Mujović Nebojša, Marinković Milan, Lenarczyk Radoslaw, Tilz Roland, Potpara Tatjana S
Cardiology Clinic, Clinical Center of Serbia, Višegradska 26, Belgrade, Serbia.
School of Medicine, University of Belgrade, Dr Subotića 8, Belgrade, Serbia.
Adv Ther. 2017 Aug;34(8):1897-1917. doi: 10.1007/s12325-017-0590-z. Epub 2017 Jul 21.

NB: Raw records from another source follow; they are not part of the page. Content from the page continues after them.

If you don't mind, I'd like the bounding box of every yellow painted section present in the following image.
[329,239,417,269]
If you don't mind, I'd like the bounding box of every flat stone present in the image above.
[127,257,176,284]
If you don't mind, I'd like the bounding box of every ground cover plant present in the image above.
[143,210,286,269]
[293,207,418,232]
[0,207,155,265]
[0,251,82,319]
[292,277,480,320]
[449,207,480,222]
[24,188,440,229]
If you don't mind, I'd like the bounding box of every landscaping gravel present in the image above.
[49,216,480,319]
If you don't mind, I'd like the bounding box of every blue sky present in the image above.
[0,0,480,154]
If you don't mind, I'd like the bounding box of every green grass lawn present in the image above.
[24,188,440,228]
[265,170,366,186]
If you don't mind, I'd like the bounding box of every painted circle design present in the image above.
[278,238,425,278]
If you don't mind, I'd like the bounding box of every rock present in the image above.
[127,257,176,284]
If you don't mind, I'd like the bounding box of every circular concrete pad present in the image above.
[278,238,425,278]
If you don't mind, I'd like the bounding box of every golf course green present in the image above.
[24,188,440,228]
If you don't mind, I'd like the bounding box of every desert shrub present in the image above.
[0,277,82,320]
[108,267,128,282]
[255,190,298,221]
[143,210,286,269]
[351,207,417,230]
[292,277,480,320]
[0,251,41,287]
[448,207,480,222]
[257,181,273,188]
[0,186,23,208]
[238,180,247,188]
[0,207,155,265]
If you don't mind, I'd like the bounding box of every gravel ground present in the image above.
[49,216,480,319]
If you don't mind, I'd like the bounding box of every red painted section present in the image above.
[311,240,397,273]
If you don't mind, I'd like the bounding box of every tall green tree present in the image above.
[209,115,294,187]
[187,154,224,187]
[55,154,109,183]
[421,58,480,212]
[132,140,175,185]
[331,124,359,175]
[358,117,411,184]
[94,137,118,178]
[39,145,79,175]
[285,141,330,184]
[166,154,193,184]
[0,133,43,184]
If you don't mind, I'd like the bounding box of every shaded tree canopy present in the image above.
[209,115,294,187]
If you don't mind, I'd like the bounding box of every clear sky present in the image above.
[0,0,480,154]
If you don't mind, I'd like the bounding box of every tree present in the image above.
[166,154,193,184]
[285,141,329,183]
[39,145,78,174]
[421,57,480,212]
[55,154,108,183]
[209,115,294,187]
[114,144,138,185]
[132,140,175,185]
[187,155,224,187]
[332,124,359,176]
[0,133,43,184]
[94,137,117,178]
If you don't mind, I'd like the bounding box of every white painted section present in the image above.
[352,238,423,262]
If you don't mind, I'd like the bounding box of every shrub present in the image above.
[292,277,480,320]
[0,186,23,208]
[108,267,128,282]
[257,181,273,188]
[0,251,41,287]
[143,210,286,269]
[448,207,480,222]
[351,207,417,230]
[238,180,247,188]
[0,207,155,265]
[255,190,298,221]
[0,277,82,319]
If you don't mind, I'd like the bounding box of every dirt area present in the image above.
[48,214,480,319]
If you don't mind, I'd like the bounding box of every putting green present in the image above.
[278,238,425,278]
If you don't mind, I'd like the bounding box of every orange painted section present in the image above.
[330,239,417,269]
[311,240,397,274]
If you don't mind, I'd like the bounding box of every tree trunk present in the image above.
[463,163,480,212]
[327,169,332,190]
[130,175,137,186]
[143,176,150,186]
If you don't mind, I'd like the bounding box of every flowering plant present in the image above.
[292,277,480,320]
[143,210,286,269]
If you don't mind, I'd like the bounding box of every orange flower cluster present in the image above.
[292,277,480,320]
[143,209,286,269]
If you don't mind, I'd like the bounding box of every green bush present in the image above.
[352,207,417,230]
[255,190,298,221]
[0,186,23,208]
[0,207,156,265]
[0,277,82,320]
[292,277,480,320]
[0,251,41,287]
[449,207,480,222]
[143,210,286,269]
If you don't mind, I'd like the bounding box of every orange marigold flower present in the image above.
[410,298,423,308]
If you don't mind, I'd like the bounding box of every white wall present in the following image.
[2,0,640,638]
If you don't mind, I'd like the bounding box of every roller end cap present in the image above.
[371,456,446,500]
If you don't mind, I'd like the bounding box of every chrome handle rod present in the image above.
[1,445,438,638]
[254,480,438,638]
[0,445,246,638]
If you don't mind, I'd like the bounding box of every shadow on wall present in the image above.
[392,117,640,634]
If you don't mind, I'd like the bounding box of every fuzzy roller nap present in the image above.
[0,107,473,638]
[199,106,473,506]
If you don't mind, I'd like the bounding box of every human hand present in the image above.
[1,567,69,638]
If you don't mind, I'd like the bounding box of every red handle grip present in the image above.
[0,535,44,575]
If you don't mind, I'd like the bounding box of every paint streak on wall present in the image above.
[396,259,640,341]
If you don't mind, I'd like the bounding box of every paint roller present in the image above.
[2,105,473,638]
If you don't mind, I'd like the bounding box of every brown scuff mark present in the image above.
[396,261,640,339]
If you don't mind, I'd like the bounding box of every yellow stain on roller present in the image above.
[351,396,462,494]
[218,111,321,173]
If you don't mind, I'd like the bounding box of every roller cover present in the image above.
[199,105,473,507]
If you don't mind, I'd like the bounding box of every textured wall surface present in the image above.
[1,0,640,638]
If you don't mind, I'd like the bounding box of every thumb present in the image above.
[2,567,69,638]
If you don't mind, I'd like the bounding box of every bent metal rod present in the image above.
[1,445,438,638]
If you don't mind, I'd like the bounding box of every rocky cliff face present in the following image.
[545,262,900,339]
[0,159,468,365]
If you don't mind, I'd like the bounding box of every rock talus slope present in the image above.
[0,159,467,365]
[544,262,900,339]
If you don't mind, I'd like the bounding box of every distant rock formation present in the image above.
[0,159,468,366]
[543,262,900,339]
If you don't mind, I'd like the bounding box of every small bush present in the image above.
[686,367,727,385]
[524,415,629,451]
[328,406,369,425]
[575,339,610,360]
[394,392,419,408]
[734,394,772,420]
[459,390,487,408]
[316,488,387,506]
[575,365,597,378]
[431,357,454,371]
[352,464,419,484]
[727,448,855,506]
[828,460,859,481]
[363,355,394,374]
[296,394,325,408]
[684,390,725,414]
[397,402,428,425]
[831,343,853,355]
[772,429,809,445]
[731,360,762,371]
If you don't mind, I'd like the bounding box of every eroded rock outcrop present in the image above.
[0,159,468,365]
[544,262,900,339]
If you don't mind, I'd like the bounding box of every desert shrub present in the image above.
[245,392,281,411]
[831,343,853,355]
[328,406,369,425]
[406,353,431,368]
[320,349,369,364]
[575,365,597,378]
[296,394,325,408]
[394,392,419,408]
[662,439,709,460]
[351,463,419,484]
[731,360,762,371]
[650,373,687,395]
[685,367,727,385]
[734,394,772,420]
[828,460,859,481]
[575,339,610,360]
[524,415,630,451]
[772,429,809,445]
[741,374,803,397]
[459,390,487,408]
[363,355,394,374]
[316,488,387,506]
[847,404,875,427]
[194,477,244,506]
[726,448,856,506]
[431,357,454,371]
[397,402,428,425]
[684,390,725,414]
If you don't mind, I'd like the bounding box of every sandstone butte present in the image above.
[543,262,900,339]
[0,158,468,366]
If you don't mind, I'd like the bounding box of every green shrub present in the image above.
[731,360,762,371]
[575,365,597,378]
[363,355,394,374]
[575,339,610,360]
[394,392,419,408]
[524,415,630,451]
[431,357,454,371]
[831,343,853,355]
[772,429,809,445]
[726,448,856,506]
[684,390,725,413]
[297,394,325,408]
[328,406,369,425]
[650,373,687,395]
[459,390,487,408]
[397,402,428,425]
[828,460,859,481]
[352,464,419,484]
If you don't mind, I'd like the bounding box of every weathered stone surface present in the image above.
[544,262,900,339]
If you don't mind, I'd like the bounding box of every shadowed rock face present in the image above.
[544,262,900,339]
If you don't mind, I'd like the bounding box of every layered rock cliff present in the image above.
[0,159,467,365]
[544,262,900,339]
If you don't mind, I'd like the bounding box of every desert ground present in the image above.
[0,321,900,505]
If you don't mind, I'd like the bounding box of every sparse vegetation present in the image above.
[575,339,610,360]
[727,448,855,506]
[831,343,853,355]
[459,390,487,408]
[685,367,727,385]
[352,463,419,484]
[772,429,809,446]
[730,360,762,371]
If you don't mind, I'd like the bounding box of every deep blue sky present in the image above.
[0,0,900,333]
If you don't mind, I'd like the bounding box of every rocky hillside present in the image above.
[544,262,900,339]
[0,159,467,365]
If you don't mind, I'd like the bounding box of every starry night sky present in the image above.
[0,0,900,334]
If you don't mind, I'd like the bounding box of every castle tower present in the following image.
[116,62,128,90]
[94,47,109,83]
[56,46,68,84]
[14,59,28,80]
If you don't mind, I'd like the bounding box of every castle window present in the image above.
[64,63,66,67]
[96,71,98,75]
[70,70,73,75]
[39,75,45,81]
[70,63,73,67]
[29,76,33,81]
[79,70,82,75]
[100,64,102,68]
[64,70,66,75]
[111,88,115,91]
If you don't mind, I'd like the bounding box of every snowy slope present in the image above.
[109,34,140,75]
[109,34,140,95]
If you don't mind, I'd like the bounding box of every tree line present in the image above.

Catheter ablation (CA) of atrial fibrillation (AF) is currently one of the most commonly performed electrophysiology procedures. Ablation of paroxysmal AF is based on the elimination of triggers by pulmonary vein isolation (PVI), while different strategies for additional AF substrate modification on top of PVI have been proposed for ablation of persistent AF. Nowadays, various technologies for AF ablation are available. The radiofrequency point-by-point ablation navigated by electro-anatomical mapping system and cryo-balloon technology are comparable in terms of the efficacy and safety of the PVI procedure. Long-term success of AF ablation including multiple procedures varies from 50 to 80%. Arrhythmia recurrences commonly occur, mostly due to PV reconnection. The recurrences are particularly common in patients with non-paroxysmal AF, dilated left atrium and the "early recurrence" of AF within the first 2-3 post-procedural months. In addition, this complex procedure can be accompanied by serious complications, such as cardiac tamponade, stroke, atrio-esophageal fistula and PV stenosis. Therefore, CA represents a second-line treatment option after a trial of antiarrhythmic drug(s). Good candidates for the procedure are relatively younger patients with symptomatic and frequent episodes of AF, with no significant structural heart disease and no significant left atrial enlargement. Randomized trials demonstrated the superiority of ablation compared to antiarrhythmic drugs in terms of improving the quality of life and symptoms in AF patients. However, nonrandomized studies reported additional clinical benefits from ablation over drug therapy in selected AF patients, such as the reduction of the mortality and stroke rates and the recovery of tachyarrhythmia-induced cardiomyopathy. Future research should enable the creation of more durable ablative lesions and the selection of the optimal lesion set in each patient according to the degree of atrial remodeling. This could provide better long-term CA success and expand indications for the procedure, especially among the patients with non-paroxysmal AF.
心房颤动(AF)导管消融(CA)是目前最常用的电生理手术之一。阵发性房颤的消融基于通过肺静脉隔离(PVI)消除触发因素,而对于持续性房颤的消融,在PVI基础上提出了不同的附加房颤基质改良策略。如今,有多种用于房颤消融的技术。在PVI手术的有效性和安全性方面,由电解剖标测系统引导的射频逐点消融和冷冻球囊技术相当。包括多次手术在内的房颤消融长期成功率在50%至80%之间。心律失常复发很常见,主要是由于肺静脉重新连接。复发在非阵发性房颤、左心房扩大以及术后头2至3个月内房颤“早期复发”的患者中尤为常见。此外,这种复杂手术可能伴有严重并发症,如心脏压塞、中风、心房食管瘘和肺静脉狭窄。因此,CA是在试用抗心律失常药物后的二线治疗选择。该手术的良好候选者是相对年轻、有症状且房颤发作频繁、无明显结构性心脏病且无明显左心房扩大的患者。随机试验表明,与抗心律失常药物相比,消融在改善房颤患者生活质量和症状方面具有优势。然而,非随机研究报告称,在选定的房颤患者中,消融比药物治疗还有额外的临床益处,如降低死亡率和中风发生率以及使快速心律失常性心肌病恢复。未来的研究应能够创建更持久的消融灶,并根据心房重塑程度为每位患者选择最佳的病灶组合。这可以提供更好的CA长期成功率,并扩大该手术的适应症,特别是在非阵发性房颤患者中。